Of the many lawsuits media giants have filed against AI companies for copyright infringement, the one filed by Dow Jones & Co. (publisher of the Wall Street Journal) and NYP Holdings Inc. (publisher of the New York Post) against Perplexity AI adds a new wrinkle. 

Perplexity is a natural-language search engine that generates answers to user questions by scraping information from sources across the web, synthesizing the data and presenting it in an easily-digestible chatbot interface. Its makers call it an “answer engine” because it’s meant to function like a mix of Wikipedia and ChatGPT. The plaintiffs, however, call it a thief that is violating Internet norms to take their content without compensation. 

To me, this represents a particularly stark example of the problems with how AI platforms are operating vis-a-vis copyrighted materials, and one well worth analyzing.

According to its website, Perplexity pulls information “from the Internet the moment you ask a question, so information is always up-to-date.” Its AI seems to work by combining a large language model (LLM) with retrieval-augmented generation (RAG — oh, the acronyms!). As this is a blog about the law, not computer science, I won’t get too deep into this but Perplexity uses AI to improve a user’s question and then searches the web for up-to-date info, which it synthesizes into a seemingly clear, concise and authoritative answer. Perplexity’s business model appears to be that people will gather information through Perplexity (paying for upgraded “Pro” access) instead of doing a traditional web search that returns links the user then follows to the primary sources of the information (which is one way those media sources generate subscriptions and ad views).

Part of this requires Perplexity to scrape the websites of news outlets and other sources. Web scraping is an automated method to quickly extract large amounts of data from websites, using bots to find requested information by analyzing the HTML content of web pages, locating and extracting the desired data and then aggregating it into a structured format (like a spreadsheet or database) specified by the user. The data acquired this way can then be repurposed as the party doing the gathering sees fit. Is this copyright infringement? Probably, because copyright infringement is when you copy copyrighted material without permission. 

To make matters worse, at least according to Dow Jones and NYP Holdings, Perplexity seems to have ignored the Robots Exclusion Protocol. This is a tool that, among other things, instructs scraping bots not to copy copyrighted materials. However, despite the fact that these media outlets deploy this protocol, Perplexity spits out verbatim copies of some of the Plaintiff’s articles and other materials. 

Of course, Perplexity has a defense, of sorts. Its CEO accuses the Plaintiffs and other media companies of being incredibly short sighted, and wishing for a world in which AI didn’t exist. Perplexity says that media companies should work with, not against, AI companies to develop shared platforms. It’s not entirely clear what financial incentives Perplexity has or will offer to these and other content creators. 

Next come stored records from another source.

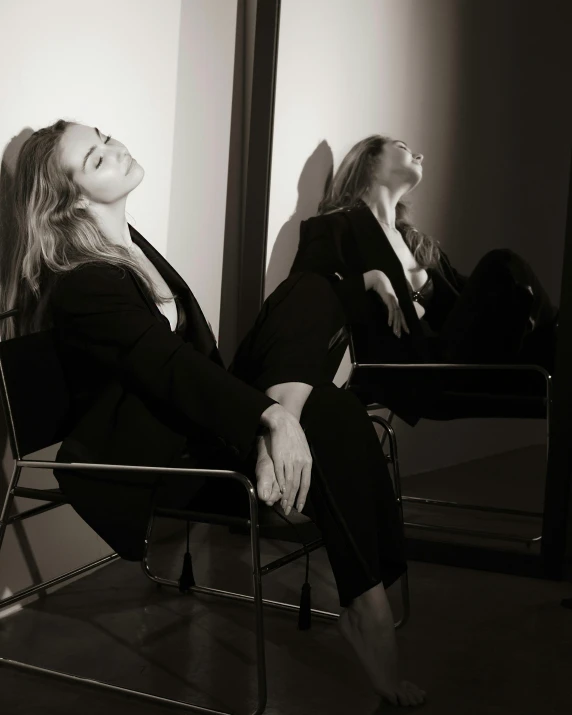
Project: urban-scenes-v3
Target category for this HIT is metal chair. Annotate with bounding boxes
[0,310,409,715]
[345,329,552,547]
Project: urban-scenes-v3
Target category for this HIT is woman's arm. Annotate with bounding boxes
[51,265,278,457]
[266,382,314,422]
[291,212,366,322]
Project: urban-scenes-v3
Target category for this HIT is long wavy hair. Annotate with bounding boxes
[0,119,166,339]
[318,134,440,268]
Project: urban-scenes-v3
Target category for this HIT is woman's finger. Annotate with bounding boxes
[281,459,294,512]
[266,479,282,506]
[296,461,312,511]
[399,308,409,333]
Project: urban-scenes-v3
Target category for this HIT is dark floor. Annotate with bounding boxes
[0,448,572,715]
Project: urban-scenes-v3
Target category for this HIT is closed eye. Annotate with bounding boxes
[95,134,111,169]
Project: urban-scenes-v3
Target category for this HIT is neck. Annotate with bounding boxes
[363,186,405,229]
[90,199,133,248]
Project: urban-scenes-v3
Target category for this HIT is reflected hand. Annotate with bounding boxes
[261,404,312,516]
[363,270,409,338]
[255,437,282,506]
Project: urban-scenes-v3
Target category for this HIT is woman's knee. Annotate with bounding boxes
[302,384,370,431]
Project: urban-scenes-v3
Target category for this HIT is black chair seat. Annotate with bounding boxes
[14,487,68,504]
[350,365,547,420]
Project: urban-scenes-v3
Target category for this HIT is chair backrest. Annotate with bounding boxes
[0,330,70,459]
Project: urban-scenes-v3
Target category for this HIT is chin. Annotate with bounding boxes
[127,164,145,191]
[411,164,423,189]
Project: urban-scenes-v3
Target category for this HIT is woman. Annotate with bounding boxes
[292,135,556,424]
[4,120,424,705]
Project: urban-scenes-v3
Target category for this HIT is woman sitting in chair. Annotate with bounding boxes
[292,135,556,420]
[3,120,424,705]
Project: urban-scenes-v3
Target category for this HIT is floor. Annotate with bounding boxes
[0,448,572,715]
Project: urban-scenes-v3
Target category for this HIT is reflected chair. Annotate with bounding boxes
[345,328,552,548]
[0,310,409,715]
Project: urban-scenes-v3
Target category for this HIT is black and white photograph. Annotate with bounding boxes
[0,0,572,715]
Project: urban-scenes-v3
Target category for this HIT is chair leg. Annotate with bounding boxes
[370,412,411,629]
[0,464,22,549]
[141,488,270,715]
[248,488,268,715]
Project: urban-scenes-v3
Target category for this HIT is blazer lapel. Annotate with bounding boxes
[348,204,428,359]
[129,225,224,366]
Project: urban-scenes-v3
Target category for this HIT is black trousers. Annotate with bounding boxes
[161,274,407,607]
[434,249,558,373]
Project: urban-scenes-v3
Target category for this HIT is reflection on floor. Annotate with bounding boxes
[403,445,546,553]
[0,444,572,715]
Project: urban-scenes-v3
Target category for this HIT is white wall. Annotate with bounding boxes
[167,0,237,335]
[0,0,236,616]
[266,0,572,473]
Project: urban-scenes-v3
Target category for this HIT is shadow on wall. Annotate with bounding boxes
[0,127,34,310]
[264,139,334,296]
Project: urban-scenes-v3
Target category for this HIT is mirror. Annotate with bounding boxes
[265,0,572,564]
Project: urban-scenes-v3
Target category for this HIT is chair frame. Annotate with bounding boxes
[345,329,553,549]
[0,310,410,715]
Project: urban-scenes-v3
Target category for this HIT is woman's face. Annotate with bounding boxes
[60,124,145,204]
[376,139,423,191]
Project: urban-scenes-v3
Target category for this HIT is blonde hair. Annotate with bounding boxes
[0,119,166,338]
[318,134,440,268]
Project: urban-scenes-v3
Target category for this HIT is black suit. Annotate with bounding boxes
[49,227,273,560]
[292,202,555,425]
[50,229,406,606]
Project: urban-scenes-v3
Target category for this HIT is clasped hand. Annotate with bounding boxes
[256,410,312,515]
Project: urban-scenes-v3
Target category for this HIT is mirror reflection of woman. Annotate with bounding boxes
[2,120,424,705]
[292,135,557,415]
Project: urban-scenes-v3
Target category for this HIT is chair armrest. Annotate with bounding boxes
[352,362,551,379]
[16,459,254,491]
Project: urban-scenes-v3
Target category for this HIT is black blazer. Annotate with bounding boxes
[292,202,467,424]
[49,227,273,560]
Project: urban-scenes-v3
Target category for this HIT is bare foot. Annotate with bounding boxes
[338,584,425,706]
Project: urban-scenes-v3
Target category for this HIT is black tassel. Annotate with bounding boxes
[298,581,312,631]
[179,521,196,593]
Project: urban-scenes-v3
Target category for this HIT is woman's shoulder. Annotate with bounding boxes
[52,261,132,302]
[300,209,351,232]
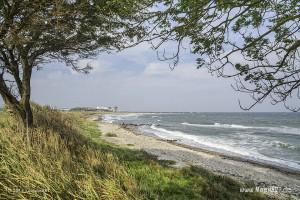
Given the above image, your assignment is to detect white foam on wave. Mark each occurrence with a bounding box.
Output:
[181,122,300,135]
[148,125,300,170]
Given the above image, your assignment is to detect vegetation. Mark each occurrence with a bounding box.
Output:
[105,133,117,137]
[155,0,300,111]
[0,0,158,126]
[0,106,266,200]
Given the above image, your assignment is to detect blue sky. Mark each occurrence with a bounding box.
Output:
[0,43,286,112]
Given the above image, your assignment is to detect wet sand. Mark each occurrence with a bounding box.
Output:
[98,117,300,199]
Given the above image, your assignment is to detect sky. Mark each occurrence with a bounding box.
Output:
[0,43,286,112]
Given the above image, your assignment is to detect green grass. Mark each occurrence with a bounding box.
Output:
[0,106,266,200]
[105,133,117,137]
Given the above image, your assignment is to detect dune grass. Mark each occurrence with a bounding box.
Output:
[0,106,266,200]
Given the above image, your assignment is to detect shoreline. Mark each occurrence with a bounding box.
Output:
[121,121,300,177]
[94,117,300,198]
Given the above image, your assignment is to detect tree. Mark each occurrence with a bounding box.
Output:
[155,0,300,111]
[0,0,159,126]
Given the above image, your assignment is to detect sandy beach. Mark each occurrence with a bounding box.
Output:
[94,118,300,198]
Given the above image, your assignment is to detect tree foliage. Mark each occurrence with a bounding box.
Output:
[0,0,159,125]
[156,0,300,111]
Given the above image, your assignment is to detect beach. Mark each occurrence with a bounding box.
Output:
[98,118,300,197]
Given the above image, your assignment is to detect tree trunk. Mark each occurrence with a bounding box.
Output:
[0,60,33,128]
[20,59,33,127]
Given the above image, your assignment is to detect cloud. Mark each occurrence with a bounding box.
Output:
[71,58,111,74]
[144,62,210,80]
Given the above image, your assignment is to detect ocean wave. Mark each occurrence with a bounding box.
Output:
[181,122,300,135]
[272,141,298,149]
[181,122,253,129]
[150,124,300,170]
[102,113,143,123]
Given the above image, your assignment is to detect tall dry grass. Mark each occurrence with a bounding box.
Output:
[0,106,137,200]
[0,105,266,200]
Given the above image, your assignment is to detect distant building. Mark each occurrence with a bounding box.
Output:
[113,106,118,112]
[96,106,118,112]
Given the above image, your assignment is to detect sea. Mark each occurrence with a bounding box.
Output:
[103,112,300,172]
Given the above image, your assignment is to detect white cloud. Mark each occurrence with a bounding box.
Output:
[144,62,210,80]
[72,58,111,74]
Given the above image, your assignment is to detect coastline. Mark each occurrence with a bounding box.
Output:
[94,117,300,198]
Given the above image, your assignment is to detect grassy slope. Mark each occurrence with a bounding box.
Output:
[0,106,266,200]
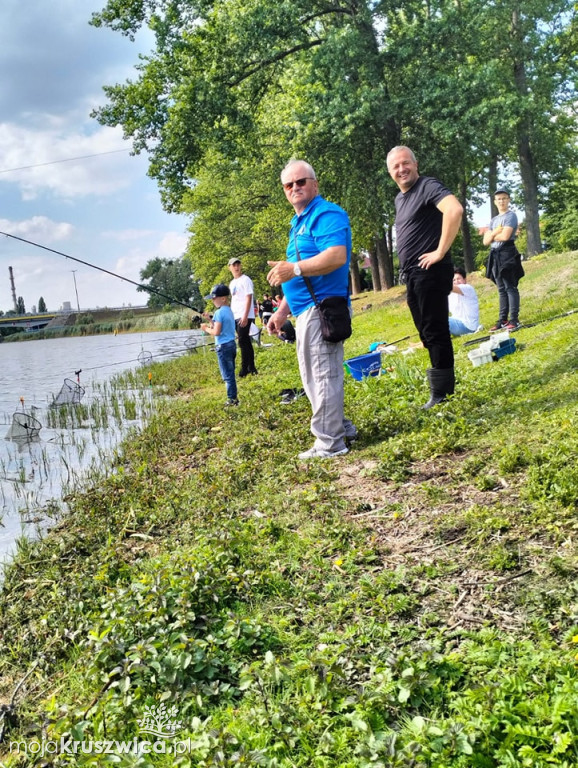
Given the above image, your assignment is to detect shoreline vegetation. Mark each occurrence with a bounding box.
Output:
[0,307,199,342]
[0,252,578,768]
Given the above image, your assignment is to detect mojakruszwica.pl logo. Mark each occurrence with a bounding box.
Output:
[10,704,191,756]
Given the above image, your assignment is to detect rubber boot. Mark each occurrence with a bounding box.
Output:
[422,368,456,411]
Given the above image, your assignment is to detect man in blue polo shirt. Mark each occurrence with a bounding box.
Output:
[267,160,357,459]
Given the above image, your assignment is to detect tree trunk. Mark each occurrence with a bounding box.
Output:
[349,254,361,296]
[375,234,393,290]
[369,248,381,291]
[512,9,542,256]
[460,179,476,272]
[518,129,542,257]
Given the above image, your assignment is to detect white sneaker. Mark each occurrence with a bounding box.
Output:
[297,448,349,461]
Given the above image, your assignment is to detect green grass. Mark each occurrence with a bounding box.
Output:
[0,249,578,768]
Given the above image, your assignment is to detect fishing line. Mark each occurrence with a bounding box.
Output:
[0,231,203,317]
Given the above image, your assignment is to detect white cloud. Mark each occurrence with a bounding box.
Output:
[0,216,74,244]
[0,120,136,200]
[102,229,157,243]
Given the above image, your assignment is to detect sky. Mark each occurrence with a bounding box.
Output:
[0,0,188,312]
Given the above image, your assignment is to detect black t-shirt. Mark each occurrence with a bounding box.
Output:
[395,176,452,273]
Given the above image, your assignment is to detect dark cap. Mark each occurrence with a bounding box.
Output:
[205,283,231,300]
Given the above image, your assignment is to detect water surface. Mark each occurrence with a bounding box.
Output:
[0,331,200,560]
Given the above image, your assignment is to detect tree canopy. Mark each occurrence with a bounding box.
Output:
[92,0,577,284]
[137,257,203,309]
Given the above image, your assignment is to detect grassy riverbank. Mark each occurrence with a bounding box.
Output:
[0,254,578,768]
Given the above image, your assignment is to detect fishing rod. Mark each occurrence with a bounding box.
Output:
[0,231,203,317]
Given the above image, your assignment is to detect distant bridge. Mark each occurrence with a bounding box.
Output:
[0,312,58,331]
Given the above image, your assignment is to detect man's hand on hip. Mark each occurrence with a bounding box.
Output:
[418,251,444,269]
[267,261,295,285]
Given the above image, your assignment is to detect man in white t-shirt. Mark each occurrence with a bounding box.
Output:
[228,258,257,378]
[448,267,480,336]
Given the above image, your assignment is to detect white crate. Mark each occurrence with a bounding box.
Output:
[468,348,492,368]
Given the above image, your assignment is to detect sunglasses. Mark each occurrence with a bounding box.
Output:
[283,176,313,192]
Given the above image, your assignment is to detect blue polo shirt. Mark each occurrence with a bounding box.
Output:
[283,195,351,317]
[213,304,235,346]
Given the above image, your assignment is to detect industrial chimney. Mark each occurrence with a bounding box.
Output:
[8,267,18,312]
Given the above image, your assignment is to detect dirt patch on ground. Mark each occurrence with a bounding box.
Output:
[337,454,540,631]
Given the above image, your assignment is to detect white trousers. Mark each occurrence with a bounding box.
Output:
[296,307,357,451]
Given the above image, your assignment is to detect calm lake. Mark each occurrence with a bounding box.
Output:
[0,331,201,562]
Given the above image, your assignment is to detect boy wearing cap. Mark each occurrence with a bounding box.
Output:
[484,189,524,331]
[227,257,257,378]
[201,283,239,406]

Moreover, it seems like Perplexity is the one that is incredibly shortsighted. The whole premise of copyright law is that if people are economically rewarded they will create new, useful and insightful (or at least, entertaining) materials. If Perplexity had its way, these creators would not be paid at all or accept whatever it is that Perplexity deigns to offer. Presumably, this would not end well for the content creators and there would be no more reliable, up-to-date information to scrape. Moreover, Perplexity’s self-righteous claim that media companies just want to go back to the Stone Age (i.e., the 20th century) seems premised on a desire for a world in which the law allows anyone who wants copyrighted material to just take it without paying for it. And that’s not how the world works — at least for now.